The citizens brought their request — and a signed petition — to the Casco Board of Selectmen on Tuesday.

Ultimately, the board decided not to use taxpayers’ money to buy the property. The board was not open to the idea of using dangerous building funds to raze the house. However, the latter solution might be palatable if the homeowners provided the majority of the funding for the cost of demolishing the building.

Lastly, the town’s code enforcement officer will inspect the building; and if the condition of the structure poses a hazard, the new owners can be requested to fix that.

The biggest hurdle for the board assisting the Webbs Mills Village residents is that the property is being foreclosed on by the lending institution, and not through the tax lien process.

This apprehension was expressed by Chairman Holly Hancock.

“It is not held in a tax lien by the town. It is held by the bank,” she said. “The piece of property does not have value to the taxpayers as space,” Hancock said. “I think this is challenge. I don’t think it is going to work,” she said.

At this point in time, Webbs Mills residents said a real estate agency sign had been erected.

Selectman Grant Plummer suggested the citizens contact the real estate agent who is handling the sale of this property.

“Strike up an agreement with the two abutters to split the frontage, and help the town with the cost of removing the building,” Plummer said.

“On the other side, it cannot be more than four feet from the house. It’s an old foundation, a big structure,” he said to one of the abutters, Joanne Painter.

“Sadly, Joanne, there are probably 20 of them (foreclosed and hazardous homes) around town that we could have this conversation about,” Plummer said.

“If I was living next door, I would do anything I could to make sure it doesn’t continue (standing) like that,” he said.

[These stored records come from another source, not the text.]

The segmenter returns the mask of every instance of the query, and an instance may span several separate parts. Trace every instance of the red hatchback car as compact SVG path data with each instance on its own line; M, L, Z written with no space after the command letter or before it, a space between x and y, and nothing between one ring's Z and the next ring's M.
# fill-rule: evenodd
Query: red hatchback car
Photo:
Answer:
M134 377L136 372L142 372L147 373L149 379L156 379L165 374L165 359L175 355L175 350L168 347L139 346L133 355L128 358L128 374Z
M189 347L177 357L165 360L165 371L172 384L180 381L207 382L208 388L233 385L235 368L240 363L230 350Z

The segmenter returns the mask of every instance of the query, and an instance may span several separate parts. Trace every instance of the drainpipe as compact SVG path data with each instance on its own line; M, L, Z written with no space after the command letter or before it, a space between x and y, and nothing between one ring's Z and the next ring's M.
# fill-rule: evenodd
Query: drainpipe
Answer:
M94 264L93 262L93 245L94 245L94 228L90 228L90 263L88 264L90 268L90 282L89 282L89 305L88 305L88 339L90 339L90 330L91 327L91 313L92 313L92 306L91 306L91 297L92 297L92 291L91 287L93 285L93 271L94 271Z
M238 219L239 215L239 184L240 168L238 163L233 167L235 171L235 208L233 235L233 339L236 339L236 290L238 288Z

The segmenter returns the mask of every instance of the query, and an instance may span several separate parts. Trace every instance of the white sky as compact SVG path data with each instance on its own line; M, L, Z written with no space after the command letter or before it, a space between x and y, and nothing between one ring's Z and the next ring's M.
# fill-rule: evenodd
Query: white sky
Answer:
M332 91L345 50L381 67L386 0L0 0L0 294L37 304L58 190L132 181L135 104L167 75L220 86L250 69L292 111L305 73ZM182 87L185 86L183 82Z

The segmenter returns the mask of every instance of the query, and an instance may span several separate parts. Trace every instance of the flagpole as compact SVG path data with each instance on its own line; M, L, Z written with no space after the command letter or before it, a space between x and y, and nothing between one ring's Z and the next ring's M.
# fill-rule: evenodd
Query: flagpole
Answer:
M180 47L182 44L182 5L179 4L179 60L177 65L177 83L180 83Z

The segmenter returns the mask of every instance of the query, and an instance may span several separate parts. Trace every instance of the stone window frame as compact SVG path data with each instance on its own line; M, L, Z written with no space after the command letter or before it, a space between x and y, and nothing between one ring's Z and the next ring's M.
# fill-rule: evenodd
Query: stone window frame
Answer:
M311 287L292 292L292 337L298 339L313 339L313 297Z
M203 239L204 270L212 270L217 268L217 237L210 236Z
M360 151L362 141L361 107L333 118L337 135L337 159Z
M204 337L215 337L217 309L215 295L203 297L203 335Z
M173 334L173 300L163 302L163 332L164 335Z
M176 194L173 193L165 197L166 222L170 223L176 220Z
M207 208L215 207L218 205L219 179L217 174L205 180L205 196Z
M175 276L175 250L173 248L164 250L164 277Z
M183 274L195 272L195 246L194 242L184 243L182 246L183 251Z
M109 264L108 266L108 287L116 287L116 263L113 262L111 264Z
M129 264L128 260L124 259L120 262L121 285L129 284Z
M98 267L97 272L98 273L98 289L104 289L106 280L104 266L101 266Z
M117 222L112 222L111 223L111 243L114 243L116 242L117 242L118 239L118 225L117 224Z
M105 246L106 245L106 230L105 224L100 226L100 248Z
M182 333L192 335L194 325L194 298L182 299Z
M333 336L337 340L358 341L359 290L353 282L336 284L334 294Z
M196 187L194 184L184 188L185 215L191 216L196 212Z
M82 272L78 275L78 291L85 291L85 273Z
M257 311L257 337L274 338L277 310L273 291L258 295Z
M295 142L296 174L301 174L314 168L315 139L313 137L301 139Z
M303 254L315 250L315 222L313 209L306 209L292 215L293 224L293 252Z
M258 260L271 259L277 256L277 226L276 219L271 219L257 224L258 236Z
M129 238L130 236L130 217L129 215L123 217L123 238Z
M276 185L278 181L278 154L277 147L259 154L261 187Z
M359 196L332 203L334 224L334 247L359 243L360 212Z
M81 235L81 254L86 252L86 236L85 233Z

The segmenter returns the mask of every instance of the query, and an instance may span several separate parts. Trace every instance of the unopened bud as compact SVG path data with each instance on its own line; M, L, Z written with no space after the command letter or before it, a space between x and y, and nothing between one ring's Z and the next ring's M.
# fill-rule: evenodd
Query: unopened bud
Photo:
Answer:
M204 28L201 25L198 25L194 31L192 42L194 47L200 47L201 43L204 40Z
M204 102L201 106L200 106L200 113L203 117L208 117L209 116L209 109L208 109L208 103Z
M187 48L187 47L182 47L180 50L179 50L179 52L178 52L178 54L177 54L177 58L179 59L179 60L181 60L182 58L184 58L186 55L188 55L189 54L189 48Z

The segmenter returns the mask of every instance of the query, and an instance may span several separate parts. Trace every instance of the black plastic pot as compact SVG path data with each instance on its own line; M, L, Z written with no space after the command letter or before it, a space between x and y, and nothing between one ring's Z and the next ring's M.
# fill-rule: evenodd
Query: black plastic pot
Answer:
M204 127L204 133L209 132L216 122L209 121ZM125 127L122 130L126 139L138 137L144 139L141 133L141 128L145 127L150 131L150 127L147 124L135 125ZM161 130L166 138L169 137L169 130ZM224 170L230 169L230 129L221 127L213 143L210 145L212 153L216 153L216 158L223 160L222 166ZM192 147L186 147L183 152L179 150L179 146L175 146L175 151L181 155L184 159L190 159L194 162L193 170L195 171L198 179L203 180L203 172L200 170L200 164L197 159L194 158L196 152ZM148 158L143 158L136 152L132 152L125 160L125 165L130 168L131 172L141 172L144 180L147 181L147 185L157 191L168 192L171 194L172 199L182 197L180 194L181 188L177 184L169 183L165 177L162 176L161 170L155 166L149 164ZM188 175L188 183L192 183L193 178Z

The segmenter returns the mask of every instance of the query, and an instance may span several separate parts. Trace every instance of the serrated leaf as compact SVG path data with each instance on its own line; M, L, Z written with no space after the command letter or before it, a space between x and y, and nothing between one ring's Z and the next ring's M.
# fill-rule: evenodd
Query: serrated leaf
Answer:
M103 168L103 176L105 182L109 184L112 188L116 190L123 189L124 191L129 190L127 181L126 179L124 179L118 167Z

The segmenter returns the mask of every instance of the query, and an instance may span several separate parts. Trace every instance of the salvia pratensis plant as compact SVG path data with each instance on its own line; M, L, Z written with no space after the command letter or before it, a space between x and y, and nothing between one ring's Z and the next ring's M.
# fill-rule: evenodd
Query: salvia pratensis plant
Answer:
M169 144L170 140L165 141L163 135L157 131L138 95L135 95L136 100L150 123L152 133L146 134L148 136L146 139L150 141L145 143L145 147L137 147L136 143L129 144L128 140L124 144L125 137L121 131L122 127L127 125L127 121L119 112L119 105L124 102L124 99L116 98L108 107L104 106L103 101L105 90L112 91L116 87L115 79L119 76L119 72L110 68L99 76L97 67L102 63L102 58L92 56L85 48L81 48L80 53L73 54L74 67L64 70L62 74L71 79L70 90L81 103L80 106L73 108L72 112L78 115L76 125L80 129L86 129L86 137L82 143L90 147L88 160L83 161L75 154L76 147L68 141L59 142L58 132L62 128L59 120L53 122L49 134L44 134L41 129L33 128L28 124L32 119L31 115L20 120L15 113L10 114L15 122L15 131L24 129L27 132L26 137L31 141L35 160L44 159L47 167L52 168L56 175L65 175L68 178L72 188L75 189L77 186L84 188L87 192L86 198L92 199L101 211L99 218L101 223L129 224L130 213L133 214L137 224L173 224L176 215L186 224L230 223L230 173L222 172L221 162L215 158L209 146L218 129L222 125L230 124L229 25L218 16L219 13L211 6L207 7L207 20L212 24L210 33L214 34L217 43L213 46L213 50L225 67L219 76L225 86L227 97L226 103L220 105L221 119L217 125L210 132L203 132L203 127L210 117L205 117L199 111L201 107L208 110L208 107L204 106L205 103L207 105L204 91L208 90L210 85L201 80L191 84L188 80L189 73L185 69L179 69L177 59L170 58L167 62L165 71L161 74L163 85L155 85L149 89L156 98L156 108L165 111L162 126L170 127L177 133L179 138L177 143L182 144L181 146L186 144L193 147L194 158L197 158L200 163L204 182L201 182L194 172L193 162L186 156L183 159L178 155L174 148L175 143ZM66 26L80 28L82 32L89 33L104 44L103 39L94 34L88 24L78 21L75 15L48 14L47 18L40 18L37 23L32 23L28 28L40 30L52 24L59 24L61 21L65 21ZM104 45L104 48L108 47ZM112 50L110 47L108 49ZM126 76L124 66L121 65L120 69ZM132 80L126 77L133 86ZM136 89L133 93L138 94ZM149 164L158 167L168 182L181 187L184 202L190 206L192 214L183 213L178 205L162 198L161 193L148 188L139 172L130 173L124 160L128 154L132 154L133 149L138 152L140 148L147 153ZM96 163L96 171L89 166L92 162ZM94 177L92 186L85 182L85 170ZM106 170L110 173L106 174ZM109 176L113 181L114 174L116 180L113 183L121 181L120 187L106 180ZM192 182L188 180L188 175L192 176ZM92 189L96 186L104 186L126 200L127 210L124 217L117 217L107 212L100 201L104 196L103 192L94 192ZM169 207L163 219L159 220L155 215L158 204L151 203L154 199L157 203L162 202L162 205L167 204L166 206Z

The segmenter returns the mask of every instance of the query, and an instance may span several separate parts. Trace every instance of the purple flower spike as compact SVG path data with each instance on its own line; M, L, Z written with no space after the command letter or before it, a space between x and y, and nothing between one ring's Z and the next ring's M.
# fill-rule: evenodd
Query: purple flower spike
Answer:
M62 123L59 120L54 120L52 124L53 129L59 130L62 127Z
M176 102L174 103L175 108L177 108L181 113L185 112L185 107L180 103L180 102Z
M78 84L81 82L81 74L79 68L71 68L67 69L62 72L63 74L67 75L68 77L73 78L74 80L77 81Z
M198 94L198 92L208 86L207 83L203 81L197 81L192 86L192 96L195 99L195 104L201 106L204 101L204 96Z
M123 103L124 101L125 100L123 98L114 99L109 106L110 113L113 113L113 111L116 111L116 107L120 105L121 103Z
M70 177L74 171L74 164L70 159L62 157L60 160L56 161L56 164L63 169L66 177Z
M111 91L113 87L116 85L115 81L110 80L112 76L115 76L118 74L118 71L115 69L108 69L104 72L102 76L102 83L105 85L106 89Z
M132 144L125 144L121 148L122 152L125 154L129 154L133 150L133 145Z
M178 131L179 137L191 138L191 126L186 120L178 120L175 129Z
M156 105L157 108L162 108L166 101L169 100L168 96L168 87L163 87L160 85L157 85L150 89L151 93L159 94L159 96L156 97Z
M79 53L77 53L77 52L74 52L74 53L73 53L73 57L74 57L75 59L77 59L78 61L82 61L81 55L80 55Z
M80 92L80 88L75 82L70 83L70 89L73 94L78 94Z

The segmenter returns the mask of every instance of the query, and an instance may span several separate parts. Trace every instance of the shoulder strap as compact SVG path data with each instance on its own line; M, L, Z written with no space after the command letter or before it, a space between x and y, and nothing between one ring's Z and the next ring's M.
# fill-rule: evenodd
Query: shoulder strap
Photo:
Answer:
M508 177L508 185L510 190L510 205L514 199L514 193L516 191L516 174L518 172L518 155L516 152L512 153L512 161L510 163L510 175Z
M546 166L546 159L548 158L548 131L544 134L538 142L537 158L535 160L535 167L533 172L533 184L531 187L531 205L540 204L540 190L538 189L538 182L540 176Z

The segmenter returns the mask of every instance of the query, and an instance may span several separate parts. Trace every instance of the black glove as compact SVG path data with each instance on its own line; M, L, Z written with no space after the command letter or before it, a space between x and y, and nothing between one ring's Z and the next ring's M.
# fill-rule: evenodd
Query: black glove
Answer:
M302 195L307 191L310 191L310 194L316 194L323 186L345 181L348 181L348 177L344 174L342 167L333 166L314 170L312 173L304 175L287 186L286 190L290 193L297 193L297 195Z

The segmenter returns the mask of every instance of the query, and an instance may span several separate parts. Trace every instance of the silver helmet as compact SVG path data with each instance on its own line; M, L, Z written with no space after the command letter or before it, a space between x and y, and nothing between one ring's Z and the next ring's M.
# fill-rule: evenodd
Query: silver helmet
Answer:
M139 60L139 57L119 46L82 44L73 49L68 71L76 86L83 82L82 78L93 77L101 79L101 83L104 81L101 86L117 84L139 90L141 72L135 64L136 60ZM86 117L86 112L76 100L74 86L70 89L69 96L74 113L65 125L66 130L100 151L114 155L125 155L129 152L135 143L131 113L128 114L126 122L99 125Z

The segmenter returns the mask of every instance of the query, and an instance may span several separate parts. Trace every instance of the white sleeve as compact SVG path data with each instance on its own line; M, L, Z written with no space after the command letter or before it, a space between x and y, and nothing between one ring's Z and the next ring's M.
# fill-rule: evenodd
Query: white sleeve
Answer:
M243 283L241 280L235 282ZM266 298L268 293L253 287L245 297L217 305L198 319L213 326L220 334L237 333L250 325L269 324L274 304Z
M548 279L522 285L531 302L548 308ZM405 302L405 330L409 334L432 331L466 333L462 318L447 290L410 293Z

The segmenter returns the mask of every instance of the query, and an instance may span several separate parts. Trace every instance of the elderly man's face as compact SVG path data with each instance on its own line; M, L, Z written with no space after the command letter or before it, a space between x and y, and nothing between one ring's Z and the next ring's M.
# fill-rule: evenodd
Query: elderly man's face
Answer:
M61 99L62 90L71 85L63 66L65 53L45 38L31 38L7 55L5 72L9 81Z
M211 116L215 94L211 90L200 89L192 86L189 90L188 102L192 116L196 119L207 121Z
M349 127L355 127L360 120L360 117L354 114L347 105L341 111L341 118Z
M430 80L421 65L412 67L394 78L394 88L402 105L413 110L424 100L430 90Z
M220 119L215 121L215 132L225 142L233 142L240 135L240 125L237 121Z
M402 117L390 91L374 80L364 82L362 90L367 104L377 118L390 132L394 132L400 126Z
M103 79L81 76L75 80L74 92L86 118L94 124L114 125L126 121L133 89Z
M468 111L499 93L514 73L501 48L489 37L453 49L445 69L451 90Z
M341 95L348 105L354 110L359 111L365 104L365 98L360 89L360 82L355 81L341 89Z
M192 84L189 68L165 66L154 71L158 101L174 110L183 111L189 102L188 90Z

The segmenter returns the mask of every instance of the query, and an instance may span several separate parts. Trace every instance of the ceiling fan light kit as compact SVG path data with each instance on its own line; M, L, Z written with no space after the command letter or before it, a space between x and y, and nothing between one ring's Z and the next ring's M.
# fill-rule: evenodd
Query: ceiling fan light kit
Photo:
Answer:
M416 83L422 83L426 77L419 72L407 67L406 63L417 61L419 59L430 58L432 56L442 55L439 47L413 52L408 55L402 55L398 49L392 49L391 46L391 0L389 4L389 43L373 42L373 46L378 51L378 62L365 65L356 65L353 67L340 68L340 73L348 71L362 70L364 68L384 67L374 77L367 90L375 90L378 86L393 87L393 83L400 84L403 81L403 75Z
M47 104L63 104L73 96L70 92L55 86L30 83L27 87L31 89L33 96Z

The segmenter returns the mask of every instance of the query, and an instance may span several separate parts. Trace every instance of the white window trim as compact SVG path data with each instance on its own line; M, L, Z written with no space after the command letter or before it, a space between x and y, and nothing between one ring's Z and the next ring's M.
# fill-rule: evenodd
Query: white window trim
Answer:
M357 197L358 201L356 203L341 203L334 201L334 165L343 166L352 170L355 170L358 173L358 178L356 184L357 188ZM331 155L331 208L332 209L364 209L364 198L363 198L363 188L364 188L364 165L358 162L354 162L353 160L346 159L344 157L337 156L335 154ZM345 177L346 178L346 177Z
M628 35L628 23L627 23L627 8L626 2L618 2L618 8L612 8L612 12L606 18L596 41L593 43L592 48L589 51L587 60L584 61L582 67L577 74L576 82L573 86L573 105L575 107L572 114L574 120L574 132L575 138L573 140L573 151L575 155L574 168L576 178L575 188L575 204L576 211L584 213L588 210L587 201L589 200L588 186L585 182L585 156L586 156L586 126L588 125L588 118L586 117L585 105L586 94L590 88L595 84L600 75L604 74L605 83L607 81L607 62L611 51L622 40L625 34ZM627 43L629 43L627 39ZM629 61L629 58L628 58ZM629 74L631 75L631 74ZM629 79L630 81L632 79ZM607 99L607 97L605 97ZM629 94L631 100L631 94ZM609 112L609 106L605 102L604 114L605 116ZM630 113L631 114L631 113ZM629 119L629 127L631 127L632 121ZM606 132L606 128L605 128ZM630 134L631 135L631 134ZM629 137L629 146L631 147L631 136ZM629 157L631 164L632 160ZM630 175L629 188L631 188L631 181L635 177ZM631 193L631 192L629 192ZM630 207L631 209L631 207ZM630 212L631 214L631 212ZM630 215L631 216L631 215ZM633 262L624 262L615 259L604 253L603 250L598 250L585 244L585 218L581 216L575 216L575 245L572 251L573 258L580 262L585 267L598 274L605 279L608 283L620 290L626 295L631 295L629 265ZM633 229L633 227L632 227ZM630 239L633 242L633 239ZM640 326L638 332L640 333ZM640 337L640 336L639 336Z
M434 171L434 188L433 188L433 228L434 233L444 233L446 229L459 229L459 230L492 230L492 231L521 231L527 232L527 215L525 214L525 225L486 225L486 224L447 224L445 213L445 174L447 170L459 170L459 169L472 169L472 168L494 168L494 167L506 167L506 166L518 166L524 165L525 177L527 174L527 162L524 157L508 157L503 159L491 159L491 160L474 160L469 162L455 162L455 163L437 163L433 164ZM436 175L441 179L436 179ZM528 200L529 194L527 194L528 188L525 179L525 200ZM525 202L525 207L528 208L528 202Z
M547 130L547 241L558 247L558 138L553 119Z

“I wish I had the easy answer. The easy answer is not a $60,000 bill to the Town of Casco,” Plummer said.

Casco Town Manager Dave Morton agreed to pass resident’s concerns about the condition of the structure to the town’s code enforcement officer (CEO).

“The best I can do is I can ask the CEO and get his opinion. If it’s dangerous, we can require the new owners to remove the trees,” Morton said. “I made note to the CEO to red flag the property of safety issues and health issues,” he said.

Resident Joanne Painter responded to the plan of action on the town’s part.

“Okay, we have gained something,” she said.

Selectman Thomas Peaslee said, “Contact the broker who is listing the property.”

Painter spoke to the board outlining some of the problems with the foreclosed house.

“Last Friday, an insurance person was taking pictures,” she said, adding that she learned that the home has frost damage.

The previous owners “did not have the wherewithal to pump water the past couple winters. Despite this summer’s drought, there is still standing water in the basement,” she said.

“There are really tall pine trees planted as a hedge in the ‘70s,” she said, adding most of those pines were cut down.

“The last three pines are standing. They can blow over and can smash the house on the property or the end of my house.” Painter said.

Chairman Hancock responded.

“Again, I understand the need by the neighbors. But from the town’s perspective, I don’t know if it is valuable enough for space (especially since) it doesn’t adjoin something else,” she said.

“See what kind of offer that you and the abutters can make,” she said.